Three banks plan stock offerings to repay gov't loans

ByABC News
May 11, 2009, 9:21 AM

NEW YORK -- Three banks that received a clean bill of health on their stress tests are announcing plans to raise capital to repay taxpayer loans they got last fall.

U.S. Bancorp also plans to sell medium-term notes.

Last Thursday, the government announced results of its stress tests of the 19 largest U.S. banks.
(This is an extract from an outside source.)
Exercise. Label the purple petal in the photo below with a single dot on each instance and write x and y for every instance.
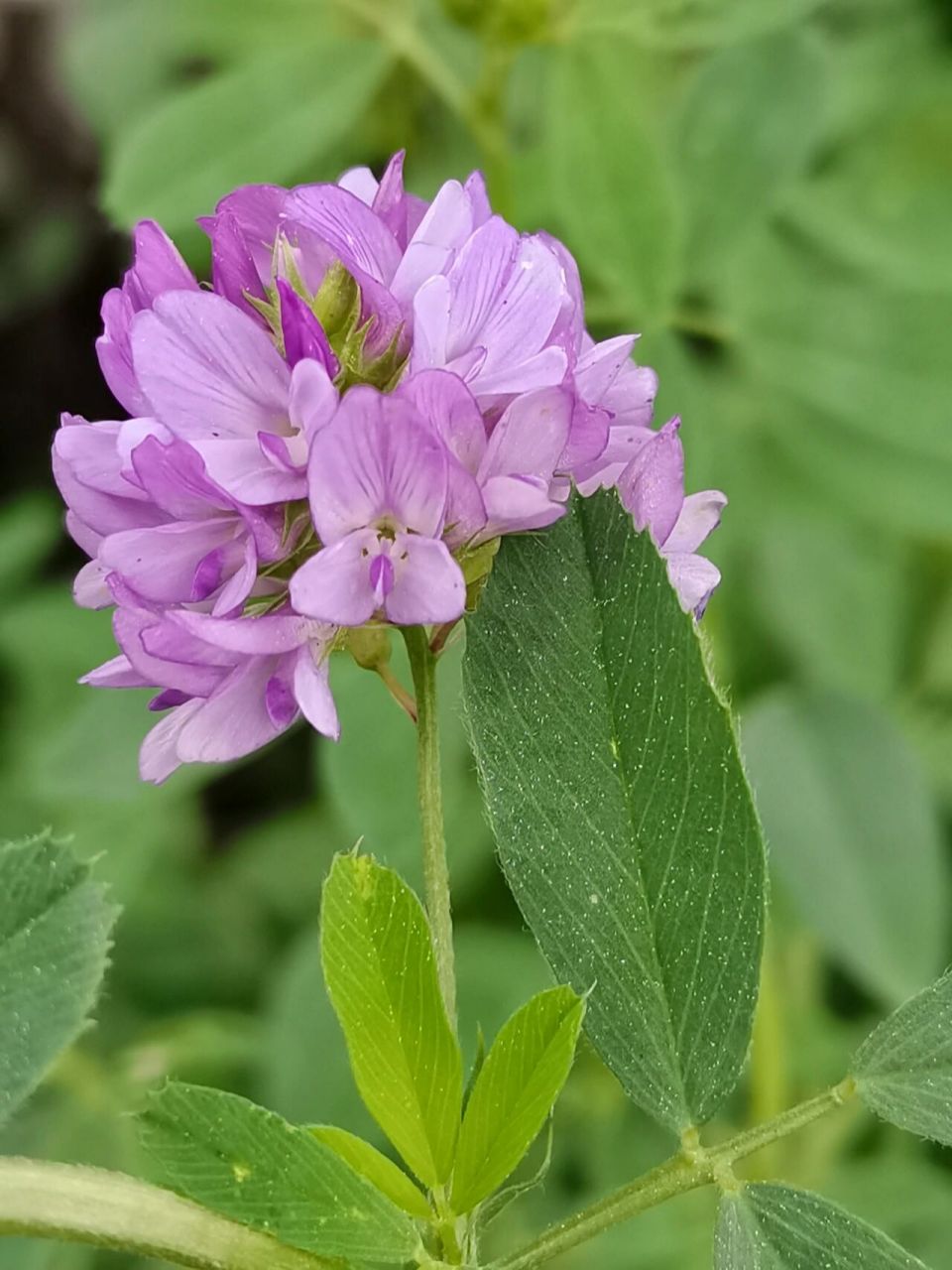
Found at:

U.S. Bancorp, Capital One and BB&T are among 9 banks deemed to have enough capital to withstand a deeper recession.

U.S. Bancorp took $6.6 billion from the government's Troubled Asset Relief Program, while Capital One took $3.55 billion and BB&T $3.1 billion.

Hundreds of lenders took money from TARP, which was designed to spur lending and improve the economy.
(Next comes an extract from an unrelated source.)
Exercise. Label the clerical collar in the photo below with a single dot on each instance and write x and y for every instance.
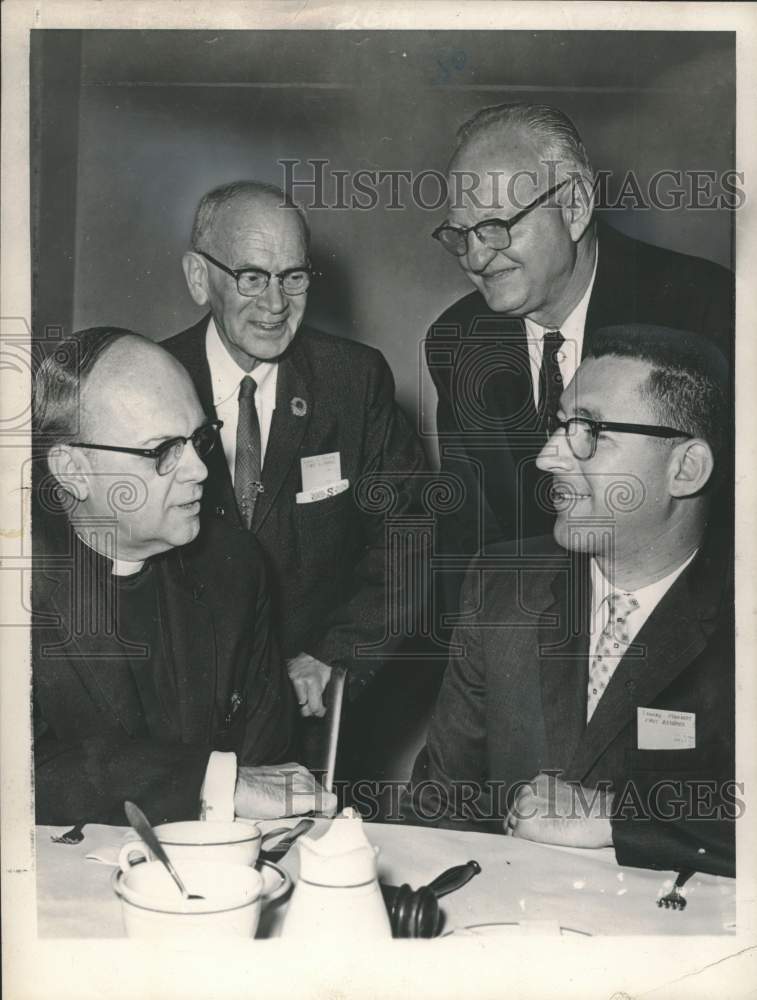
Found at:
(118, 567)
Yet many now view TARP as an albatross that imposes too many restrictions, including on executive pay, and suggests that recipients are desperate for capital.

"Rational, objective lending is one of the most important purposes of the banking system, and when you inject Congress and the administration into it, it effectively politicizes the process, which is not healthy," BB&T Chief Executive Kelly King said in an interview Monday.
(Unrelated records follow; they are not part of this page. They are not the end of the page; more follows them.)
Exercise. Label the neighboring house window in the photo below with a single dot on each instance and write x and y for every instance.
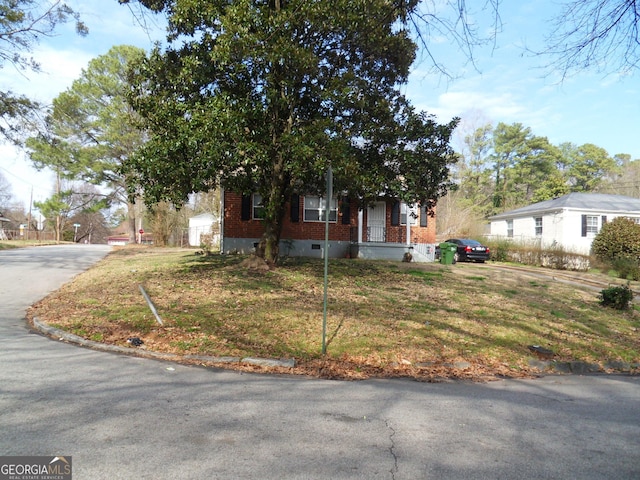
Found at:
(315, 209)
(257, 207)
(538, 226)
(592, 226)
(403, 215)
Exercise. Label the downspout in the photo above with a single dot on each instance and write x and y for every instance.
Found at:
(221, 216)
(408, 226)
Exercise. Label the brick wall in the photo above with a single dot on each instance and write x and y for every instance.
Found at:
(235, 227)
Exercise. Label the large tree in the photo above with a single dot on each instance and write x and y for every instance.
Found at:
(91, 128)
(598, 34)
(22, 24)
(264, 95)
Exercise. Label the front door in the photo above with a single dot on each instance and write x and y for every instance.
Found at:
(376, 222)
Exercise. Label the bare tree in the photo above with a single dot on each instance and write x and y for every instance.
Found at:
(598, 34)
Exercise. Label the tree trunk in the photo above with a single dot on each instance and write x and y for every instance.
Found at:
(131, 222)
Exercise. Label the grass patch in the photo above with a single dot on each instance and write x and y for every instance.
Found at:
(380, 314)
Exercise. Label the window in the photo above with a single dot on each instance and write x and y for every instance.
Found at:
(257, 208)
(315, 209)
(538, 221)
(592, 226)
(413, 215)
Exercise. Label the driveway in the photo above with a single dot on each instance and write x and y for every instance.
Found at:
(123, 417)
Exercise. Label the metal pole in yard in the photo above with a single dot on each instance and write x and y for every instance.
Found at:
(326, 255)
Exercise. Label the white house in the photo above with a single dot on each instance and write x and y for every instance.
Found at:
(570, 221)
(204, 223)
King also faulted the stress tests, saying they unnecessarily created "huge levels of anxiety and concern" among investors. "Regulators have always had the ability to assess the capital of institutions, and require more if they chose," he said.

On Friday, Wells Fargo and Morgan Stanley, each found to need more capital under the stress test, sold $8.6 billion and $4 billion of stock, respectively. Morgan Stanley also sold $4 billion of debt.